Step 5. Set up Privacy Levels on Employees' PCs for Local Files. This is the most time-consuming part, since it is necessary to clearly understand which of the employees works with what information and how critical this information is. If an information security audit has been conducted in an organization, its results can greatly facilitate the task.

Step 6. If necessary, SecrecyKeeper allows you to limit the list of programs allowed to run by users. This mechanism is implemented independently of the Windows Software Restriction Policy and can be used if, for example, it is necessary to impose restrictions on users with administrator rights.

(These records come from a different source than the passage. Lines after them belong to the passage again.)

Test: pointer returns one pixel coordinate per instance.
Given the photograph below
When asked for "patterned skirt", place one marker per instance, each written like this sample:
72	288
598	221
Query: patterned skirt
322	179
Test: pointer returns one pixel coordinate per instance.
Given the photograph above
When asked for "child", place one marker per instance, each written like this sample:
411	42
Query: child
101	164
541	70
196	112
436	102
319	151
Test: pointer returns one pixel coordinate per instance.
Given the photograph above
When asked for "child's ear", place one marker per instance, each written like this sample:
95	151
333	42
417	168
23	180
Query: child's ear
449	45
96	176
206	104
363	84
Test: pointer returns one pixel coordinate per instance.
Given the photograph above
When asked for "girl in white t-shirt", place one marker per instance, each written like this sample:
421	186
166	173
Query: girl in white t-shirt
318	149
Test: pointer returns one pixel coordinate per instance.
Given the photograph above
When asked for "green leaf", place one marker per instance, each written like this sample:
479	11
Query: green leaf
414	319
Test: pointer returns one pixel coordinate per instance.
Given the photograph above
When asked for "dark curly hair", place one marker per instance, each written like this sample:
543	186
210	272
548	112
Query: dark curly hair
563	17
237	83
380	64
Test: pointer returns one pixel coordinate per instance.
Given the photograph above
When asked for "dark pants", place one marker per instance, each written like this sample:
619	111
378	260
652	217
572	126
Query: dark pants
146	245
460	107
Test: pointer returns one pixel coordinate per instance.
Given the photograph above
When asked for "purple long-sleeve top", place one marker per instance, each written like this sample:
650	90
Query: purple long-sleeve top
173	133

Thus, with the help of SecrecyKeeper, it is possible to significantly reduce the risk of unauthorized distribution of secret information - both leakage and theft.

Disadvantages:
- difficulty with the initial setting of privacy levels for local files;

General conclusion:
maximum opportunities for protecting information from insiders are provided by software that has the ability to dynamically regulate access to information transmission channels, depending on the degree of secrecy of the information with which the work is being done and the level of employee access.

Company is a unique service for buyers, developers, dealers and affiliate partners. In addition, this is one of the best online software stores in Russia, Ukraine, Kazakhstan, which offers customers a wide range of products, many payment methods, prompt (often instant) order processing, tracking the order fulfillment process in the personal section.